No I argued it would be the opposite because everyone would be trying flee the cities and I would die with them in the rush hour of the century because of their futile attempt to escape the kill zone. Maybe aliens abducted them all. "Why weren't you abducted", my mind sneeringly asked.

Maybe it was I am Legend scenario and I am the last man on earth. What could have possibly killed everyone in the hour or so while you were napping? With no viable theory to grasp I complacently headed home hoping to find answers there.

As I got off the interstate I noticed another car in front of me. It was grey SUV and never in my life did such a mundane sight bring such relief. "Maybe I am just being paranoid and seeing threats that aren't really there," I thought. However I felt the urge to follow them for maybe something did occur during my nap and they could give me the answers I desired.

The SUV seemed to ignore all the stop lights which both worried me and strengthen my convection to follow them. "If something bad is going on in US I want to know about it," I told myself. Looking back I think it goes beyond that and that it had more to do with the very desire that causes us to build societies and families.

The desire of human contact. I followed the SUV as it pulled up to some sort of storage center. You know the ones were people are supposed pay someone to store their crap that they are to sentimentally attach to get rid of it. The complex consisted of large grey sheet metal buildings with hundreds of red doors and long red roofs in a fenced in area.

This fence was simple, yellow, wrought iron fence but for some reason the main gate was crushed like a child smashes his toys with only the edges of the gate standing tall and proud. I slowed my car down and put it in park. I had park about a block away from the SUV. "Who knows what is going on and the last thing I want to do is seem threatening in any way," I thought to myself.

In the distance I saw a robed women get out and open the passage door behind the driver seat. I saw her take and injured man arm over her shoulder and help him walk. From the distance I couldn't tell what the wounds were exactly but I knew the man was injured by the way he walked and blood on his robe.

I got out of the car and selfishly began to think about my own problems. I was cold! In the car I was somewhat immune from it but out here my t-shirt and blue jeans felt like poor protection from the elements. I began to walk up and noticed them disappear into the fog through the hole in the fence.

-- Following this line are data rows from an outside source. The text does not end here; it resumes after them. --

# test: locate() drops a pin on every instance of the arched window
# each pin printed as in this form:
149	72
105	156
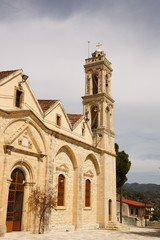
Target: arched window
61	185
110	210
108	117
87	193
95	84
94	117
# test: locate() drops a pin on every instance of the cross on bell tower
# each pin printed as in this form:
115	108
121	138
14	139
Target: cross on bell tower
98	46
97	102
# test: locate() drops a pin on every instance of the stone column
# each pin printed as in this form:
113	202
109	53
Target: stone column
78	215
4	193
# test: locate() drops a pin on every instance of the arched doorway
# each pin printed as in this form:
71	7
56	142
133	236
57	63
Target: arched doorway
15	201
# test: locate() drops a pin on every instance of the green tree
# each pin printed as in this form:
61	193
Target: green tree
122	168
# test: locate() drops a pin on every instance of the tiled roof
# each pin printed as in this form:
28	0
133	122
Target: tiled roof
73	118
133	203
6	73
46	104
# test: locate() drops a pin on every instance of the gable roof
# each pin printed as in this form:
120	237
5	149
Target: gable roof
46	104
133	203
6	73
73	118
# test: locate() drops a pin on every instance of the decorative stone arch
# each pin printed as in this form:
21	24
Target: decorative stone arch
65	163
26	168
94	109
95	161
26	124
24	220
95	82
70	153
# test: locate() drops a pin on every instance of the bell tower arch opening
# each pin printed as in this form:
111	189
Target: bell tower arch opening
98	103
94	117
95	83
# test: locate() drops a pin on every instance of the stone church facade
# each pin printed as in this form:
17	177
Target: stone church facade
43	146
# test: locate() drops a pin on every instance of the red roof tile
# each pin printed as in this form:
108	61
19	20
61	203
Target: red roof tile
73	118
134	203
6	73
46	104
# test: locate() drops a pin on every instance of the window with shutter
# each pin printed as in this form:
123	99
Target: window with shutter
61	183
88	193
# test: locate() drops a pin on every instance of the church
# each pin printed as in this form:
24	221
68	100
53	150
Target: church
42	145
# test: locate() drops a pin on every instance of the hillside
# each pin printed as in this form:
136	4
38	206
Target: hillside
142	187
146	193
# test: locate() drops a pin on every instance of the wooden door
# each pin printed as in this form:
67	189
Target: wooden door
110	210
61	180
15	201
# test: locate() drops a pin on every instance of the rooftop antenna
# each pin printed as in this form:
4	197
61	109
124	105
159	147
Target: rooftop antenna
88	48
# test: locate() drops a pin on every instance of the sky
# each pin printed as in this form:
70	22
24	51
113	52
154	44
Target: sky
48	39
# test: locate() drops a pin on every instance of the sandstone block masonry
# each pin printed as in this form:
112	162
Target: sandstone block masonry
42	145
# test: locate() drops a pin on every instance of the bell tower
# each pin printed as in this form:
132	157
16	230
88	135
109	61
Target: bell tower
97	102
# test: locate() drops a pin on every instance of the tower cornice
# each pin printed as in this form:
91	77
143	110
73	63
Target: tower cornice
90	62
97	97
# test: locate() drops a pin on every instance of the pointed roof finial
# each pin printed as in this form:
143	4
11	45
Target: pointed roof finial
98	46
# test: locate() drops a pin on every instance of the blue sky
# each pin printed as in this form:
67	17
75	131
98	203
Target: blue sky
48	40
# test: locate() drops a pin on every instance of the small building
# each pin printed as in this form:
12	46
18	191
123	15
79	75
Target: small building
134	213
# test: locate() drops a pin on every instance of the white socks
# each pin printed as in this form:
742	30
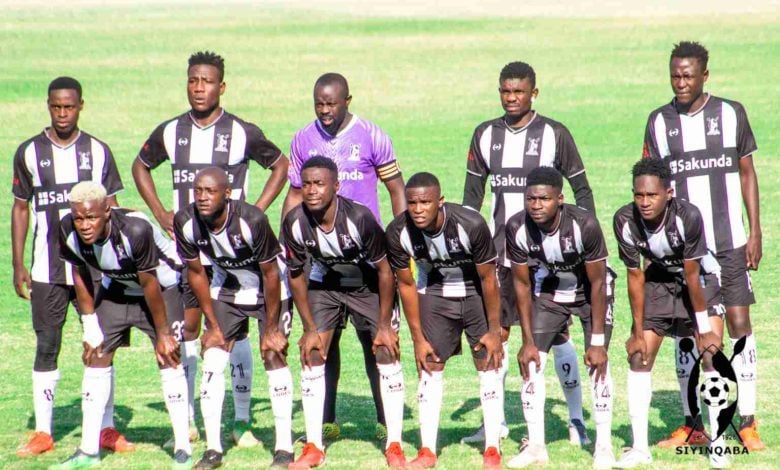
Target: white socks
95	388
566	366
747	372
280	390
639	396
391	384
241	370
44	389
532	396
313	400
429	397
189	361
492	405
212	394
174	387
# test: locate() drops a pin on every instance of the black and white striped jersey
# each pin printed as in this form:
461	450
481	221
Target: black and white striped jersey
44	172
557	260
228	143
134	244
343	257
447	260
505	156
236	251
703	151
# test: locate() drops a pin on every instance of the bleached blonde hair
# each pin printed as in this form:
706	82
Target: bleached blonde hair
87	191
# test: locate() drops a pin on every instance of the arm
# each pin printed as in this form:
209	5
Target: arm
20	222
749	180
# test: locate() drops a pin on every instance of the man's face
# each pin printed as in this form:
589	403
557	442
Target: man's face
319	187
331	105
91	220
687	79
64	108
210	197
204	88
651	197
542	202
423	205
516	94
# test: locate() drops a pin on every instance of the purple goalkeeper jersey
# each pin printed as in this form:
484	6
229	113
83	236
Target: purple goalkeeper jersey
362	152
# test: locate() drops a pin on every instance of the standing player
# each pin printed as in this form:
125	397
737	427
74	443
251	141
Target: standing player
140	288
668	296
708	144
205	136
45	168
504	151
349	277
364	154
243	250
559	263
456	291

I shouted at them to wait and hurried after them but my pursuit stopped at the SUV. When I looked in I saw death. The others a man and women were both in brown robes like the couple I saw before. The man looked like he died from his dick getting cut off and the women looked like the flesh of her face was eaten or burned.

The fact the entire interior of the SUV was a scene of gore caused me to lose my stomach contents and take pause. I tried to regain my composure but the cold and the sight I just saw caused me to shudder uncontrollably. About 30 seconds later I thought about the women and how she needed my help.

I felt macho pride overcome me in the face of horror and I quickly went through the fence into the complex. I might have not known where to go if not for the conspicuous trail of blood in front of me. I followed trying to shout out about how I have come to help and mean no harm. This was message was impeded by the fact that my teeth wouldn't stop chattering.

I began rub my hands together in vain hope to get them warm. I cursed as my body began to feel like it was being stab by thousands of tiny needles. I walked passed many steel doors that contained countless memories and cherished items. I perked up for I thought I heard a noise a little ways off in the distance.

I listened more carefully and realized it was footsteps rapidly heading away from me around the corner of the storage building I was standing next to. I had to investigate.

I hit pause on the tape recorder. In few moments I continued. You know I learned something that day that I had a bravery that I would have never thought to posses. However I also learned I am incredibly stupid sometimes. Funny how those things go hand and hand.